In March the US bishops’ conference (USCCB) announced that “we will not rest” until Congress ensures that religious freedom is protected in the federal health-care reform program. The USCCB followed up that clear and forceful message a few week later with a new statement announcing a major offensive in defense of religious liberty. These powerful statements seemed to indicate clearly that religious freedom would be the focus—the focus—of the bishops’ political efforts this year.
The USCCB issued a clarion call to the Catholic laity, asking for help with this campaign. Cardinal Dolan called out President Obama; Bishop Lori challenged Congress. The bishops signaled that they would not retreat. The battle lines were drawn. The troops were summoned.
Unfortunately, since that time the bishops have lost their focus, and thus complicated things for the active Catholic laity. The USCCB has done what the USCCB always does: muddied the water, by issuing statements on a host of different political issues—including many of which good Catholics have differing opinions, and on which Catholic bishops have no special expertise.
In the past 10 week, the USCCB and its spokesmen have:
- weighed in on the federal budget;
- filed an amicus curiae brief against the Arizona immigration law;
- called for US intervention to prevent new fighting in South Sudan;
- supported a ban on landmines;
- urged comprehensive immigration reform;
- insisted that budget cuts must not harm programs for the poor;
- recommended federal programs to expand affordable housing;
- warned against invasion of Iran;
- expressed their preferences on agricultural approprations;
- called for an end to the embargo on Cuba;
- decried budget cuts again;
- discussed the merits of the H2-A visa program;
- supported full funding for the food-stamp program;
- affirmed the Child Tax Credit;
- underlined the need to curb nuclear weaponry; and
- repeated the call for immigration reform.

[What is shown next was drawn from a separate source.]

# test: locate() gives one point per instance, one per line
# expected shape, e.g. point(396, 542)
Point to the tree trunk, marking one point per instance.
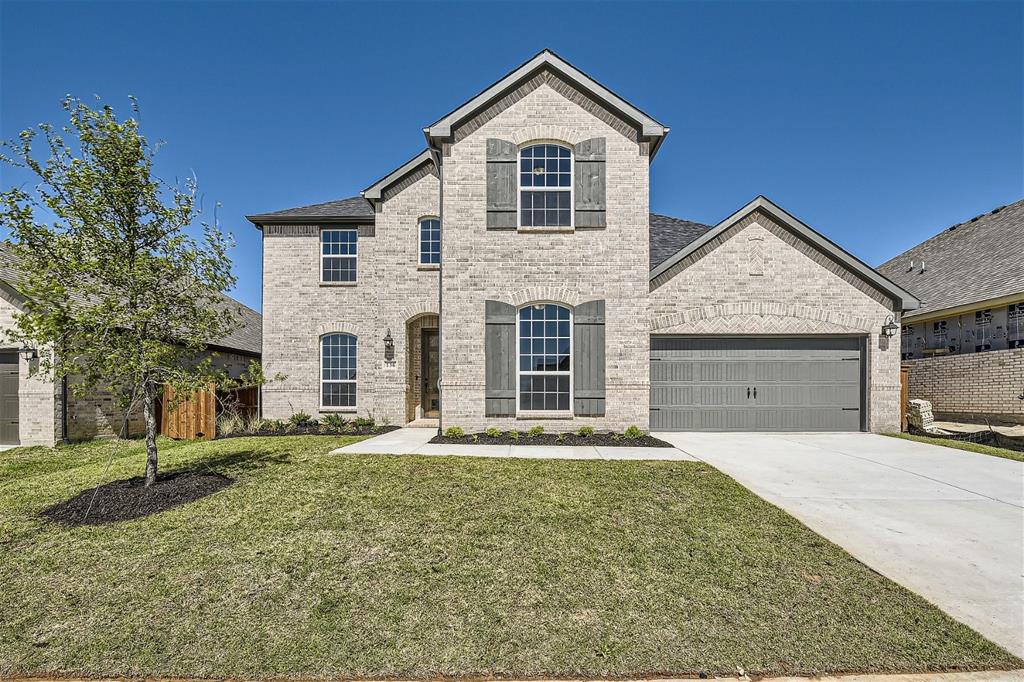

The USCCB has released a full listing of the legislative issues the bishops are tracking during this congressional session. The list includes not only the clearly germane moral questions that Catholics expect to discuss (such are religious freedom, immigration, and the defense of life and family) but also such far-flung questions as farm policy, health care, climate change, mining, copyrights, and digital television.
It is unlikely that any Catholic in the US fully understands (let alone agrees with) the USCCB position on all of these issues. When the USCCB stakes out a position on federal policy regarding digital television, that position obviously does not represent a consensus of Catholic opinion. Most Catholics—including most bishops—are unaware of the political issues involved. The USCCB stance is obviously crafted by a handful of prelates, guided by the conference staff.
However, the USCCB statements on these issues do not come with disclaimers, saying that Issue A is not a high priority or Issue B does not involve a clear-cut moral imperative. On all these matters—some clear, some not at all clear; some matters of unbending principle, some of prudential judgment—the USCCB makes the same claim that the bishops are speaking as moral leaders. Regrettably, this approach squanders the very authority that the USCCB so frequently invokes.
A good general knows that to win a crucial battle he must concentrate his forces. If the US bishops are serious in their desire to preserve religious liberty, and serious about a campaign to stave off the threats posed by the Obamacare mandate, the USCCB must stop issuing statements that distract attention from that cause.